Tuesday May 6 to Jul 1 ( 1:00 PM - 3:00 PM )
Coordinator: Michael Tannatt
Co-coordinator: Anne Mellor
In this SDG, we will read two of Thomas Hardy’s finest novels: RETURN OF THE NATIVE and JUDE THE OBSCURE. In both Hardy portrays the human tragedy of his characters’ lives as they contend with their passions, fate and position in society. In RETURN OF THE Native, for example. Eustacia Vye struggles to escape “the barren waste” of Egdon Heath in order to experience the more adventurous life of Paris, France. And In JUDE THE OSBCURE, Jude Fawley, a stone mason, dreams of becoming a scholar. In addition, we will watch FAR FROM THE MADDING CROWD, a film adapted from perhaps Hardy’s most light-hearted novel. The film is directed by Thomas Vinterberg, and stars Carey Mulligan, Matthias Schoenaerts and Michael Sheen.
Wednesday May 7 to Jul 30 ( 1:00 PM - 3:00 PM )
Coordinator: Stanton Zarrow
Co-coordinator: Bud Shapiro
Probably not since the Warren Court (or perhaps you have to go back to FDR's court packing plan of 1937) has the Supreme Court occupied so much space in the political landscape. This SDG will try to figure out how this happened by examining the decisions handed down by the Court and the opinions supporting their decisions, covering a broad range of issues. Those issues will include reproductive rights, voting rights, presidential immunity, affirmative action, the attack on the administrative state and the increasing deference the Court gives to the free exercise of religion over the anti-establishment of religion clauses of the 1st Amendment.
Wednesday May 7 to Jun 18 ( 1:00 PM - 3:00 PM )
Coordinator: Barry Allwright and Mary Allwright
Co-coordinator: Barry Allwright and Mary Allwright
Hilary Mantel’s historical novel Wolf Hall, about the brilliant and wily Thomas Cromwell, won the prestigious Man Booker Prize, the National Book Critics Award and currently holds the number 3 position on the New York Times list of the 100 Best Books of the 21st Century. When adapted as a BBC miniseries and shown over PBS it won the Peabody Award and the Golden Globe for Best Television Limited Series. When adapted by the Royal Shakespeare Company for the stage it was nominated for 5 Olivier Awards including Best Play and upon transferring to Broadway it garnered 11 Tony Nominations including Best Play.

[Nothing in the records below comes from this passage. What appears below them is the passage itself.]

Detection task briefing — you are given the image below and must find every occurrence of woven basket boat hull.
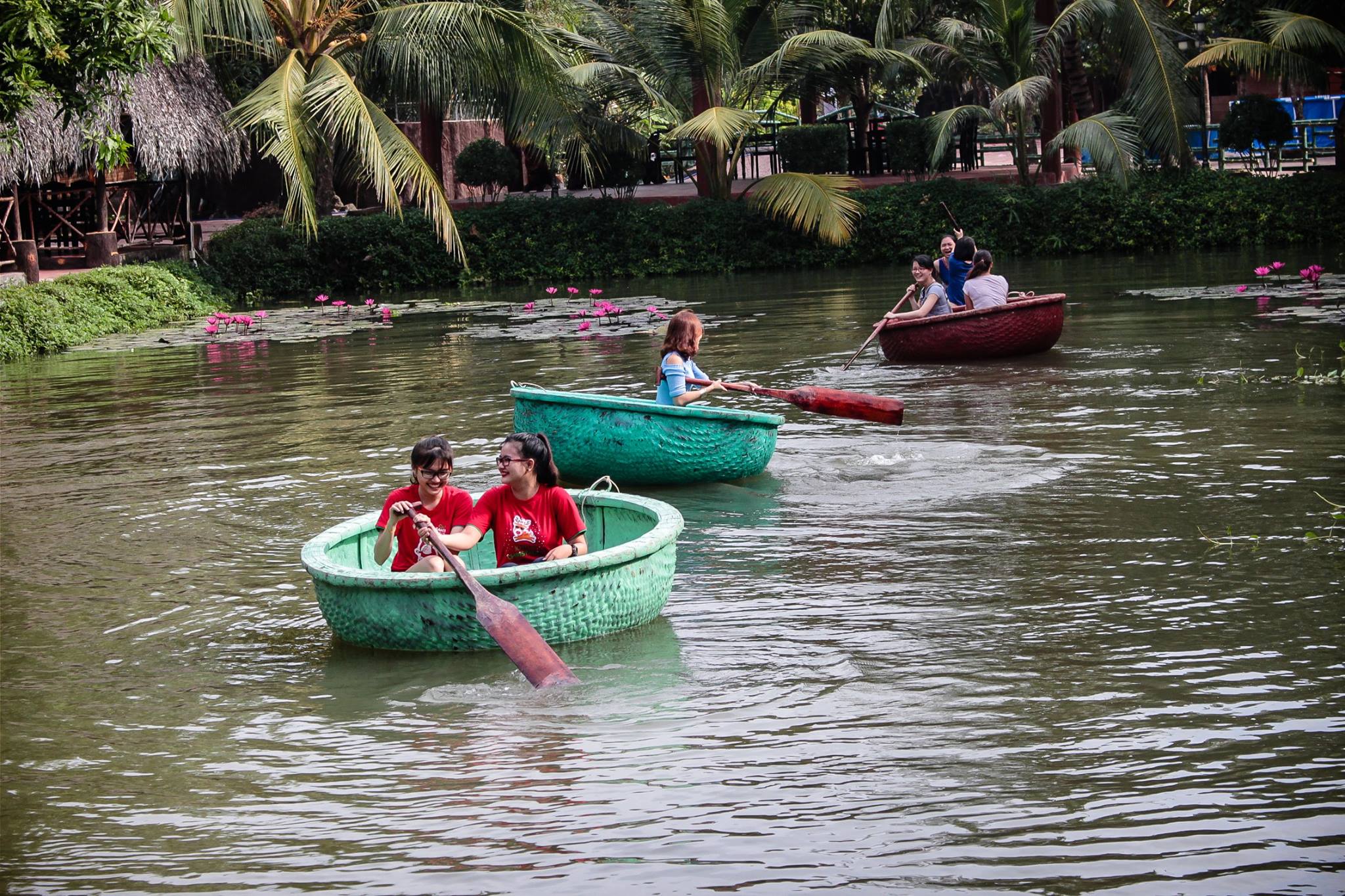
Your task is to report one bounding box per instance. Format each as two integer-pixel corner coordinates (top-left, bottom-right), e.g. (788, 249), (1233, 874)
(303, 492), (682, 650)
(878, 294), (1065, 364)
(510, 385), (784, 486)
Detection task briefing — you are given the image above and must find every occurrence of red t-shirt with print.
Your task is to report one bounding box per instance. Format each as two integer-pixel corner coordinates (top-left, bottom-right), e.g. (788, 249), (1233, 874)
(378, 485), (472, 572)
(468, 485), (585, 566)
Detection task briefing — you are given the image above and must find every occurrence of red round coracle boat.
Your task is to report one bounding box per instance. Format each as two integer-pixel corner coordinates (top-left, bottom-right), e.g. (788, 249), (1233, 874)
(878, 293), (1065, 364)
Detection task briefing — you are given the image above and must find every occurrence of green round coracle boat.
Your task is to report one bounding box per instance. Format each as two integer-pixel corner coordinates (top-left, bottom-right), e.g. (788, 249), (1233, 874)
(510, 385), (784, 486)
(303, 490), (682, 650)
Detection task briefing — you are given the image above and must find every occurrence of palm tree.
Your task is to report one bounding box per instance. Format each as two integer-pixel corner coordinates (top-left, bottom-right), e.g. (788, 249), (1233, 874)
(1187, 9), (1345, 83)
(570, 0), (920, 243)
(172, 0), (557, 261)
(901, 0), (1193, 184)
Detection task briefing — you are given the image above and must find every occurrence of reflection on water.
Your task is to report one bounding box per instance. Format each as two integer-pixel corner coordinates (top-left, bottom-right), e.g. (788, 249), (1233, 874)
(0, 243), (1345, 893)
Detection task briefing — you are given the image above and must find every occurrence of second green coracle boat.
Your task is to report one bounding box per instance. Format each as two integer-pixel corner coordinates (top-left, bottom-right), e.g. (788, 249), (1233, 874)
(303, 492), (682, 650)
(510, 385), (784, 488)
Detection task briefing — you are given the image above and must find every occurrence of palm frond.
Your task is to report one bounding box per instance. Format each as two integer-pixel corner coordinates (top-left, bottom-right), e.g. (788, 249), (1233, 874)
(167, 0), (276, 59)
(305, 56), (467, 259)
(667, 106), (760, 152)
(225, 50), (321, 235)
(748, 172), (864, 246)
(1260, 9), (1345, 56)
(1186, 37), (1322, 82)
(1046, 109), (1142, 188)
(990, 75), (1056, 118)
(925, 106), (996, 171)
(1073, 0), (1196, 158)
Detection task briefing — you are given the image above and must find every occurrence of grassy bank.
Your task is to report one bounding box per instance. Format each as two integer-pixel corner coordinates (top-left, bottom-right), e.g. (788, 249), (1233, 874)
(0, 262), (231, 362)
(208, 171), (1345, 298)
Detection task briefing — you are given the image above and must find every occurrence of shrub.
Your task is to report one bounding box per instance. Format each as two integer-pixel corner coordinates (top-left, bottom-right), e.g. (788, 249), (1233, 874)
(884, 118), (956, 175)
(0, 265), (229, 362)
(1218, 94), (1294, 152)
(199, 169), (1345, 298)
(775, 125), (850, 175)
(453, 137), (522, 200)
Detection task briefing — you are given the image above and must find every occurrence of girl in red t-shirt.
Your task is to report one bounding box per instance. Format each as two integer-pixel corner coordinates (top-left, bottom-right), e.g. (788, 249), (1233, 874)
(374, 435), (472, 572)
(433, 433), (588, 567)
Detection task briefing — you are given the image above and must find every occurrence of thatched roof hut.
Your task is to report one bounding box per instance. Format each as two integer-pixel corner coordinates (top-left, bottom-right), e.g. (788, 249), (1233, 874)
(0, 56), (248, 185)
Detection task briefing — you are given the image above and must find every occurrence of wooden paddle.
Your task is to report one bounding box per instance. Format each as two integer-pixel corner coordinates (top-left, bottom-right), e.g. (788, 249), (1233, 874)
(939, 203), (961, 230)
(686, 376), (906, 426)
(417, 508), (580, 688)
(841, 289), (915, 373)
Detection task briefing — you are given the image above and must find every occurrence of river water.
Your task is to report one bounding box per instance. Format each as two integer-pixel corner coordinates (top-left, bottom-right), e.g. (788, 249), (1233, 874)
(0, 251), (1345, 895)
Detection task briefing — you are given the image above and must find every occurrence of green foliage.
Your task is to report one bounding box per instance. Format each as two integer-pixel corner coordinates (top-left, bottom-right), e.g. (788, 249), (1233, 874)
(0, 263), (229, 362)
(0, 0), (173, 167)
(1218, 94), (1294, 152)
(884, 118), (956, 175)
(208, 169), (1345, 298)
(776, 125), (850, 175)
(453, 137), (522, 199)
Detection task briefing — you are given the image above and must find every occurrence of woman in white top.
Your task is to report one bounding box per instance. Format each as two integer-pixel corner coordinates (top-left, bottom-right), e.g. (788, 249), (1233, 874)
(963, 249), (1009, 309)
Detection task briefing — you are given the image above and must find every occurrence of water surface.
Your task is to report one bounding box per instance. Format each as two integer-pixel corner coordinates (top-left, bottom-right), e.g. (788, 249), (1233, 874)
(0, 243), (1345, 893)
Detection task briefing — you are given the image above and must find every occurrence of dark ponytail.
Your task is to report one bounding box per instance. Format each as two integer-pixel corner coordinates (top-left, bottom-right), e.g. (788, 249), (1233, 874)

This clearly shows that this is a highly compelling tale both savored, respected and enjoyed by all.
Wolf Hall is a sympathetic fictionalized biography documenting the rapid rise to power of Thomas Cromwell from a teenager fleeing an abusive father to the accomplished fixer / power broker to Cardinal Woolsey and ultimately to King Henry VIII. It is a vivid and masterly told tale of the complex machinations and back room dealings of a complex man, who must serve Church, King and Country while dealing with deadly political intrigue and Henry VIII’s obsession with protecting the Tudor dynasty with a male heir. Add to this a tempestuous relationship with Anne Boleyn and the religious upheavals of the Protestant reformation and you have a thrilling gallop through early 15th Century England that will keep you mesmerized from beginning to end.
We will cap off our SDG with a viewing and discussion of the film A Man for all Seasons. This film was the winner of 6 Academy Awards including Best Picture, Best Director, Best Actor and Best Screenplay and presents a somewhat alternative portrait of the Thomas Cromwell of Ms. Mantel's novel.